Still, even if I fix the header generation, there is this odd stray start code. Perhaps a VPU bug?

scabot commented 8 years ago

Hi

I am quite busy myself.

I may be mistaken but no where in the code we actually use the vpu_EncGiveCommand to insert header data except in when initiating the encoder. We generate the header data only once at the beginning and the copy it or write it without regenerating. Am I missing something? Did you actually see a malformed stream? Maybe this is the bug that we don't actually generate headers for each I frame?

On Mon, Aug 15, 2016 at 10:24 PM, dv1 notifications@github.com wrote:

Unfortunately I am very busy with other projects again. Several days ago I split up your commits and pushed them. The changes are now in, except for the last one (where streamed encoding via ringbuffer is introduced). I observed very strange h.264 encoding behavior when the ringbuffer mode was on. A stray 0x00000001 Annex.B start code is inserted into the bitstream for unclear reasons. Also, the header insertion needs to be done differently.

Also, in ring buffer mode, the header generation code will not work properly, since the VPU will also use the ring buffer mode for the vpu_EncGiveCommand() calls that insert header data, meaning that if the write pointer is not at the start, then old header data will be preserved.

I think that in ring buffer mode, it is not even necessary to generate headers at the start of the encoding.
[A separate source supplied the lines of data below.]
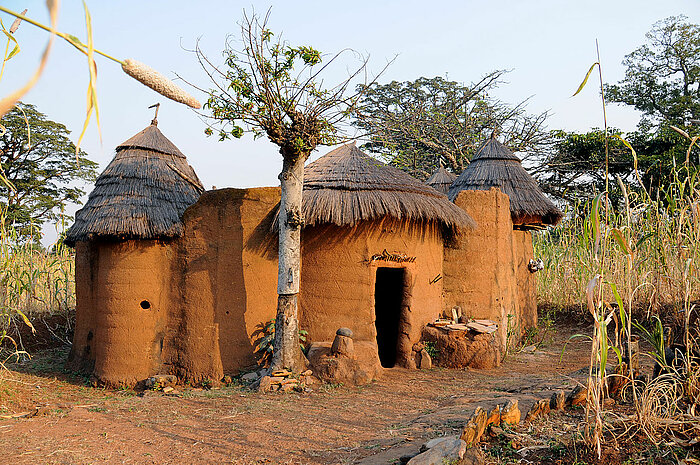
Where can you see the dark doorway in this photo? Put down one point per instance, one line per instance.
(388, 299)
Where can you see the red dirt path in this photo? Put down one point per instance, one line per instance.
(331, 425)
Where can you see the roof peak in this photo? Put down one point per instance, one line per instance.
(151, 138)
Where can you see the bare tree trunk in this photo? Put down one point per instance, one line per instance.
(287, 353)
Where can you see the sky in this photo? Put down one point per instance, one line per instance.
(547, 44)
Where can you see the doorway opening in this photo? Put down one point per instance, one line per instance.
(388, 301)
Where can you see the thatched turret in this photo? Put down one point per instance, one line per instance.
(347, 186)
(441, 180)
(141, 194)
(495, 165)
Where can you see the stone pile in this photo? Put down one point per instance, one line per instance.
(284, 381)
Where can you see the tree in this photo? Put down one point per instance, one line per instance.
(40, 168)
(419, 125)
(662, 79)
(273, 89)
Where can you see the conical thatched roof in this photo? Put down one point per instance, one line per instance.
(141, 194)
(495, 165)
(347, 186)
(441, 180)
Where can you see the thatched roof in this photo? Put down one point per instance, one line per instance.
(441, 180)
(347, 186)
(495, 165)
(141, 194)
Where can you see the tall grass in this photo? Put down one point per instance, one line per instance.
(33, 280)
(663, 231)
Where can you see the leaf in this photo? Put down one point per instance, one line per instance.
(621, 241)
(26, 320)
(585, 80)
(92, 85)
(620, 306)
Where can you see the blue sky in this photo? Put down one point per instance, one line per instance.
(548, 44)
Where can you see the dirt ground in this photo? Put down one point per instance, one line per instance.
(374, 424)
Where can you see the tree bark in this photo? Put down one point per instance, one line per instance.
(287, 353)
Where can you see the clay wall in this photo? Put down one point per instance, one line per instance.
(338, 279)
(82, 354)
(478, 266)
(229, 273)
(125, 298)
(527, 282)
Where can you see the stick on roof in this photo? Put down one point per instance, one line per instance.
(347, 186)
(142, 193)
(495, 165)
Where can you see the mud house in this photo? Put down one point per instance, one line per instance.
(174, 279)
(508, 205)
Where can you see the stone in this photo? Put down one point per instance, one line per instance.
(434, 442)
(265, 384)
(249, 377)
(343, 345)
(557, 400)
(361, 378)
(470, 433)
(347, 332)
(494, 417)
(161, 381)
(510, 414)
(461, 349)
(426, 363)
(342, 369)
(577, 396)
(479, 419)
(288, 387)
(538, 409)
(473, 456)
(418, 346)
(449, 451)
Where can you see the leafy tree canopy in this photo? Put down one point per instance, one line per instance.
(418, 125)
(40, 168)
(662, 79)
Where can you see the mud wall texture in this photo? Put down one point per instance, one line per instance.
(194, 306)
(527, 282)
(338, 279)
(228, 267)
(479, 270)
(124, 297)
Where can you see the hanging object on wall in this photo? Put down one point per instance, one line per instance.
(392, 257)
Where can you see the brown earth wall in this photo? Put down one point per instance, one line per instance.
(338, 279)
(479, 270)
(229, 269)
(211, 290)
(527, 282)
(82, 354)
(128, 339)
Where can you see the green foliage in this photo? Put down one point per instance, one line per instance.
(419, 125)
(39, 162)
(269, 88)
(662, 78)
(432, 350)
(264, 344)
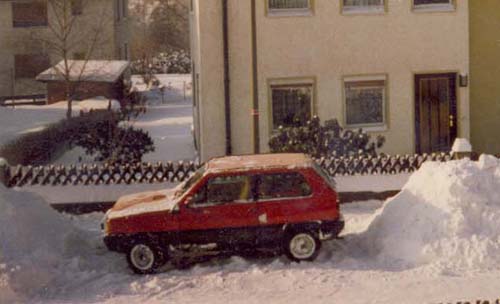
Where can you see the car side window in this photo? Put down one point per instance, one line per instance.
(224, 189)
(282, 185)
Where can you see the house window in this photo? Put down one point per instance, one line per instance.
(28, 14)
(289, 6)
(76, 7)
(355, 6)
(29, 66)
(291, 104)
(444, 5)
(79, 56)
(365, 100)
(125, 51)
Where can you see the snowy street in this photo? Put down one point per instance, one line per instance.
(436, 242)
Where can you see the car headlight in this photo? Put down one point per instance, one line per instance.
(105, 225)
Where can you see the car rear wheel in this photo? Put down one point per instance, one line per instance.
(144, 258)
(302, 246)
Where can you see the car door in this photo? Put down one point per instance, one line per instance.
(282, 198)
(223, 210)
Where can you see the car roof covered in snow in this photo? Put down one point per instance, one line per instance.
(91, 71)
(259, 161)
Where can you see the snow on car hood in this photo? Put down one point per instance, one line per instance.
(144, 202)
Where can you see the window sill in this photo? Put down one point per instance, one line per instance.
(290, 13)
(363, 11)
(368, 128)
(434, 8)
(27, 25)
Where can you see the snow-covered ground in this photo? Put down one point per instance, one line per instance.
(18, 120)
(436, 242)
(168, 120)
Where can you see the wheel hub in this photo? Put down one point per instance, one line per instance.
(302, 246)
(142, 257)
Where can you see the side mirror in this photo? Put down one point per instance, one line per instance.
(176, 209)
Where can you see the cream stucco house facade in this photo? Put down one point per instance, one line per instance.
(393, 67)
(24, 25)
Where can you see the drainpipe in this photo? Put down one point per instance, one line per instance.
(255, 82)
(227, 92)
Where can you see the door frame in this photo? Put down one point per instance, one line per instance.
(416, 100)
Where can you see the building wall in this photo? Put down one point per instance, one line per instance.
(209, 65)
(327, 46)
(97, 13)
(485, 75)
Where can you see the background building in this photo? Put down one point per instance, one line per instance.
(390, 67)
(485, 75)
(24, 54)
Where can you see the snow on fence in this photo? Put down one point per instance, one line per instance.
(354, 176)
(20, 176)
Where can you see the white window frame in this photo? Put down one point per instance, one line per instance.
(293, 82)
(374, 127)
(290, 11)
(436, 7)
(361, 9)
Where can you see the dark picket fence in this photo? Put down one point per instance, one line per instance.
(21, 176)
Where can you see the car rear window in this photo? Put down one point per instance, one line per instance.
(324, 175)
(282, 185)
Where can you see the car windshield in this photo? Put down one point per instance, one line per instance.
(322, 172)
(185, 186)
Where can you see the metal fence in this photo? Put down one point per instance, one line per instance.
(21, 176)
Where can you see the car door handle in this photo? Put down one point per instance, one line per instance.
(263, 218)
(253, 210)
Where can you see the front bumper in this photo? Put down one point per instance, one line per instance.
(116, 243)
(331, 229)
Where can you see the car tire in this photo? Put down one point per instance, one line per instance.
(301, 246)
(145, 258)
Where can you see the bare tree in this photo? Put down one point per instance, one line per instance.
(70, 33)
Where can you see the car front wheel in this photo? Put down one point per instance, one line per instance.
(302, 246)
(144, 258)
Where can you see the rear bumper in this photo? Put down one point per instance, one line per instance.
(331, 229)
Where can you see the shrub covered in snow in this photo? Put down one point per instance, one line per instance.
(98, 132)
(328, 140)
(447, 215)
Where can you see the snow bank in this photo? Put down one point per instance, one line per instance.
(38, 247)
(447, 215)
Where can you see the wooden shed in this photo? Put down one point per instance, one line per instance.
(88, 79)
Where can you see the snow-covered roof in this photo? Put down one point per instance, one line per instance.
(248, 162)
(91, 70)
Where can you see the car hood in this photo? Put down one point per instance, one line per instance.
(145, 202)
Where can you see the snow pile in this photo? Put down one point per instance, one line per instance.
(37, 246)
(447, 215)
(97, 103)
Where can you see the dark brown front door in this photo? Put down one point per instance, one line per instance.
(435, 112)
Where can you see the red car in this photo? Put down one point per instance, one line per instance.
(280, 202)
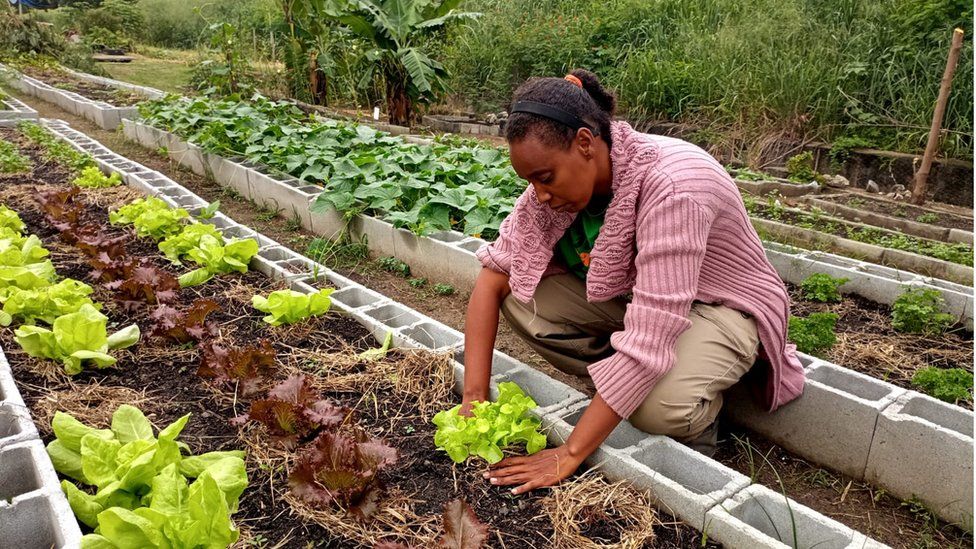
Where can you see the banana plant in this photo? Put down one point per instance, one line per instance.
(397, 33)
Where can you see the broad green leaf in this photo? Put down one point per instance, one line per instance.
(129, 424)
(125, 337)
(193, 466)
(98, 459)
(170, 492)
(127, 530)
(66, 461)
(84, 505)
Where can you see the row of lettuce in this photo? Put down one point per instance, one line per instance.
(137, 488)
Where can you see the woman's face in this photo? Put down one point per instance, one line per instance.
(564, 179)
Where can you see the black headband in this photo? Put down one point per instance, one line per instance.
(552, 113)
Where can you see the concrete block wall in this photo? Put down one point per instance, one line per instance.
(34, 512)
(13, 111)
(923, 448)
(105, 115)
(683, 482)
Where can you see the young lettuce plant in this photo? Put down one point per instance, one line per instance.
(245, 367)
(215, 258)
(289, 306)
(342, 469)
(493, 427)
(185, 325)
(151, 217)
(76, 339)
(179, 245)
(294, 411)
(141, 495)
(44, 304)
(93, 178)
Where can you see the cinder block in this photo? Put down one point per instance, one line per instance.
(831, 423)
(26, 469)
(924, 448)
(436, 258)
(357, 297)
(548, 393)
(757, 517)
(433, 335)
(682, 481)
(393, 315)
(15, 425)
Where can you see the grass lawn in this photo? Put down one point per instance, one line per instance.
(169, 74)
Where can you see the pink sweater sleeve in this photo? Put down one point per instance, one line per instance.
(671, 238)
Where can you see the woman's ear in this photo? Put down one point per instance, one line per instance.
(584, 142)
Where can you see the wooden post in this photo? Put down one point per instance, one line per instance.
(921, 178)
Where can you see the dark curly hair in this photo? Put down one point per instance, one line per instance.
(593, 104)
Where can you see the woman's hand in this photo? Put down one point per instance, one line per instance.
(544, 468)
(549, 467)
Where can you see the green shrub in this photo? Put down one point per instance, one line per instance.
(444, 289)
(800, 168)
(394, 265)
(822, 287)
(814, 333)
(919, 311)
(948, 384)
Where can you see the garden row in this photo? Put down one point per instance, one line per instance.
(621, 446)
(303, 386)
(443, 253)
(441, 200)
(670, 465)
(102, 108)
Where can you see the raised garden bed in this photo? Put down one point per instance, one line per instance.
(394, 398)
(101, 100)
(616, 460)
(890, 214)
(932, 258)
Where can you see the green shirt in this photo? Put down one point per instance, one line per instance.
(577, 242)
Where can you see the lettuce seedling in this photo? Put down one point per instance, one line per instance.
(93, 178)
(142, 496)
(342, 469)
(44, 304)
(245, 367)
(215, 258)
(179, 245)
(10, 221)
(294, 411)
(144, 284)
(151, 217)
(76, 339)
(289, 306)
(185, 325)
(493, 427)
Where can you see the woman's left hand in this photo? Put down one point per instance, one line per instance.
(544, 468)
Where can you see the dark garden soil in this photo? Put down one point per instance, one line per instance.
(165, 372)
(94, 91)
(876, 514)
(903, 210)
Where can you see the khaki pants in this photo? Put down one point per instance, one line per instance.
(711, 356)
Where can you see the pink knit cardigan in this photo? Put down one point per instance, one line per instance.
(675, 231)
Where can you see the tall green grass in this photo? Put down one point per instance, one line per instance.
(823, 68)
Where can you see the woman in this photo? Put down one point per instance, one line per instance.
(629, 258)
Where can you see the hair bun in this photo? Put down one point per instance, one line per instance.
(604, 99)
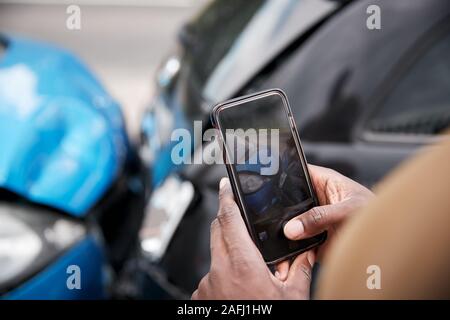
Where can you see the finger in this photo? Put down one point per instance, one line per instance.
(233, 229)
(217, 246)
(281, 270)
(316, 220)
(301, 269)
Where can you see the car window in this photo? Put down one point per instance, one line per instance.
(419, 103)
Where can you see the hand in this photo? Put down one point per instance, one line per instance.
(238, 270)
(339, 197)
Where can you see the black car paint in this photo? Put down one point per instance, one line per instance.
(334, 79)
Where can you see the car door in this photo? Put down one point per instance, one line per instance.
(353, 102)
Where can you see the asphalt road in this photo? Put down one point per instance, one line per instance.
(122, 45)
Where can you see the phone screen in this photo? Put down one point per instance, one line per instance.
(269, 171)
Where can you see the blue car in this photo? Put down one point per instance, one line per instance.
(69, 192)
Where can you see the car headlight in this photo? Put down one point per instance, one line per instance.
(168, 71)
(156, 129)
(30, 238)
(164, 211)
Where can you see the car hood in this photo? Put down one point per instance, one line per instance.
(274, 26)
(62, 137)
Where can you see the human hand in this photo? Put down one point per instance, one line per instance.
(238, 270)
(339, 198)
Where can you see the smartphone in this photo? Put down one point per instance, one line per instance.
(267, 169)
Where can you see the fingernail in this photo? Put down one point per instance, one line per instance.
(294, 229)
(222, 183)
(310, 257)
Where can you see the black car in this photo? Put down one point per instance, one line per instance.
(364, 100)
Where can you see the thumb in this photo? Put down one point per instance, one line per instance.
(300, 273)
(315, 220)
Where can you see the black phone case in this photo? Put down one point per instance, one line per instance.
(214, 120)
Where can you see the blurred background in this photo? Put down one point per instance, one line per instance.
(92, 205)
(116, 40)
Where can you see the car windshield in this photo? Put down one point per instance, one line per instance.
(209, 41)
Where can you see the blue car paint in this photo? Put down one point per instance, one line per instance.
(62, 138)
(51, 283)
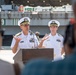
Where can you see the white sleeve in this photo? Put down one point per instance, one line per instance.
(36, 41)
(62, 39)
(44, 44)
(13, 43)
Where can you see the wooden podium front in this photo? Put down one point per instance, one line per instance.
(27, 54)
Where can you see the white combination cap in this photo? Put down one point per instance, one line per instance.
(24, 20)
(53, 23)
(73, 2)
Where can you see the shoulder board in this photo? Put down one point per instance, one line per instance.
(18, 34)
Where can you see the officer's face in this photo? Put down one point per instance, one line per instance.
(25, 27)
(53, 29)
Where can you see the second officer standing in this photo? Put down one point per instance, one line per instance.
(24, 39)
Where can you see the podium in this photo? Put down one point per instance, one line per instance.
(25, 55)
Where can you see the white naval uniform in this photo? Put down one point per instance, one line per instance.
(27, 41)
(55, 42)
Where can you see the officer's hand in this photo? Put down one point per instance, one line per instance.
(17, 39)
(45, 38)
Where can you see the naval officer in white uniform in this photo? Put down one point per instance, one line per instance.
(53, 40)
(24, 39)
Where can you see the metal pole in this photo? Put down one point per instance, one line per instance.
(0, 33)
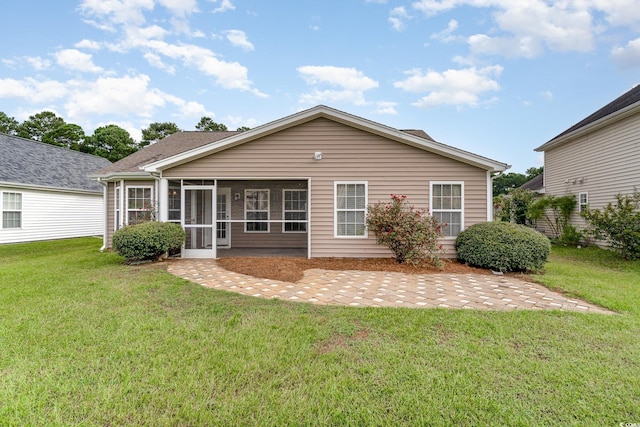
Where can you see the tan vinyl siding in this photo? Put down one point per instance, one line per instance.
(111, 202)
(348, 154)
(608, 161)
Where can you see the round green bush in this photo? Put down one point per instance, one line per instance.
(147, 240)
(503, 246)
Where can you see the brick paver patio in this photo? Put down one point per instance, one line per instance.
(387, 289)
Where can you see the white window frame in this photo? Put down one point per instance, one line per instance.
(267, 210)
(299, 223)
(440, 210)
(11, 209)
(582, 205)
(136, 187)
(365, 233)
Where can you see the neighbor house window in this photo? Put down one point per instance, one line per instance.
(295, 209)
(350, 209)
(139, 205)
(256, 211)
(583, 202)
(11, 210)
(447, 206)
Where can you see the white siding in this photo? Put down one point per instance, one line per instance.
(607, 161)
(48, 215)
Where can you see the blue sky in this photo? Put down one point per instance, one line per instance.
(494, 77)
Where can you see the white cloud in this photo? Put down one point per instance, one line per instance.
(452, 87)
(155, 61)
(627, 56)
(180, 7)
(547, 95)
(32, 90)
(397, 18)
(150, 39)
(38, 63)
(87, 44)
(446, 35)
(384, 107)
(525, 28)
(224, 6)
(351, 84)
(527, 47)
(120, 96)
(239, 39)
(73, 59)
(117, 12)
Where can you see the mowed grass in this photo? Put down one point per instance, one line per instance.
(85, 340)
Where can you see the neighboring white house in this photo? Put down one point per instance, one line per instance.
(45, 192)
(597, 158)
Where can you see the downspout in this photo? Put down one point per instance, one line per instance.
(490, 179)
(105, 208)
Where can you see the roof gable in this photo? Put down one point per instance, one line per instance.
(32, 163)
(626, 104)
(413, 138)
(168, 147)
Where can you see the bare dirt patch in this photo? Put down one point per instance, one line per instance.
(288, 269)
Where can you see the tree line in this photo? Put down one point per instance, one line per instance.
(111, 141)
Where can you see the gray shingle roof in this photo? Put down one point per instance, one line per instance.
(28, 162)
(173, 144)
(628, 98)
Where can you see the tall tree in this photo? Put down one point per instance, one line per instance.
(157, 131)
(207, 124)
(36, 126)
(8, 125)
(68, 135)
(111, 142)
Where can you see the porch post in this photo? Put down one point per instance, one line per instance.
(163, 200)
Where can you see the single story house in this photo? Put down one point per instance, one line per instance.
(598, 157)
(46, 192)
(301, 182)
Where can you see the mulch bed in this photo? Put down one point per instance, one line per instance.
(290, 269)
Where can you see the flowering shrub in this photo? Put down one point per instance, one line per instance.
(410, 233)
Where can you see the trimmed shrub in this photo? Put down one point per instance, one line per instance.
(148, 240)
(502, 246)
(618, 224)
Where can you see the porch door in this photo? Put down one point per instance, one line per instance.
(223, 212)
(198, 205)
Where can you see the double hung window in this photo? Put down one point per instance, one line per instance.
(294, 209)
(256, 211)
(11, 210)
(350, 209)
(447, 206)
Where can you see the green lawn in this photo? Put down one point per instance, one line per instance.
(87, 341)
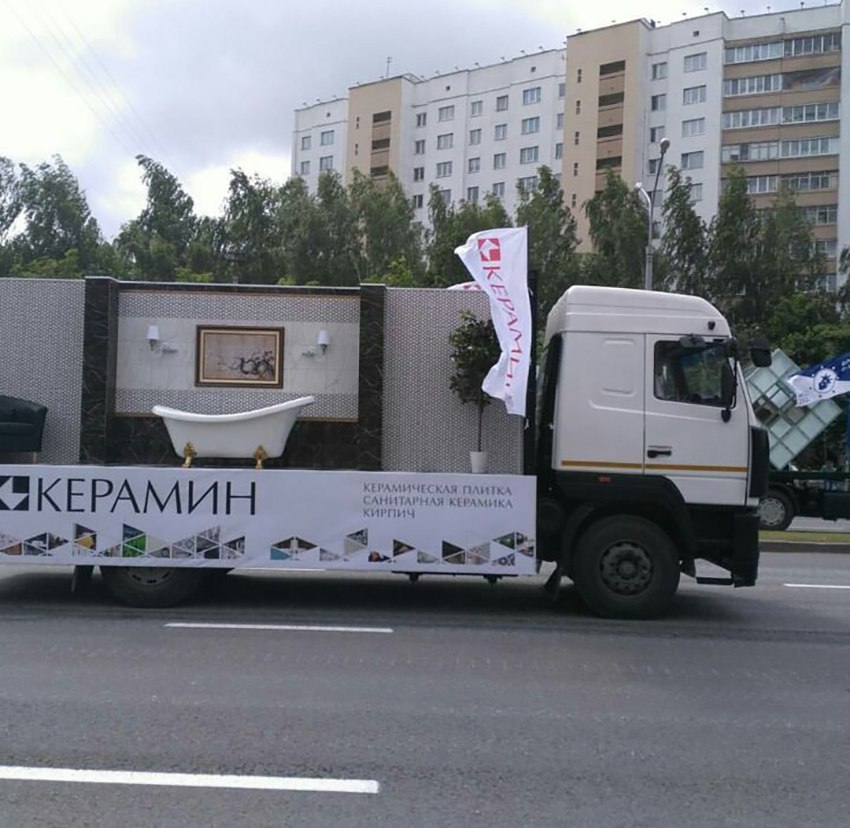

Since they are just added to the ringbuffer at the write pointer position, we can just call vpu_EncGiveCommand() during encoding to insert the headers. In fact, the whole idea with the imx_vpu_enc_generate_header_data() function was that in line buffer mode, vpu_EncGiveCommand() doesn't behave this way..

Still, even if I fix the header generation, there is this odd stray start code. Perhaps a VPU bug?

— You are receiving this because you were mentioned. Reply to this email directly, view it on GitHub https://github.com/Freescale/libimxvpuapi/pull/13#issuecomment-239902112, or mute the thread https://github.com/notifications/unsubscribe-auth/AAmzViOgqxrIgrgUK2yZYMKh7HLkYi5hks5qgLzwgaJpZM4Il5Vi .

dv1 commented 8 years ago

Finally got some time to investigate more. It seems that in ringbuffer mode, the first PPS NALU is truncated - only its AUD start code is left. This starts to look like a VPU bug to me. For this reason, I won't include this feature in the 0.10.3 release, and reserve it for the release after that.

otavio commented 7 years ago

@dv1 how does the review of this going? it seems it does not have a release for a while...

dv1 commented 6 years ago

I am updating this for the imx8 support. As part of that, I am looking into ringbuffer support as well.

angolini commented 5 years ago

What is the status of this PR?

Maybe we can close it and reopen in future if needed. What do you think?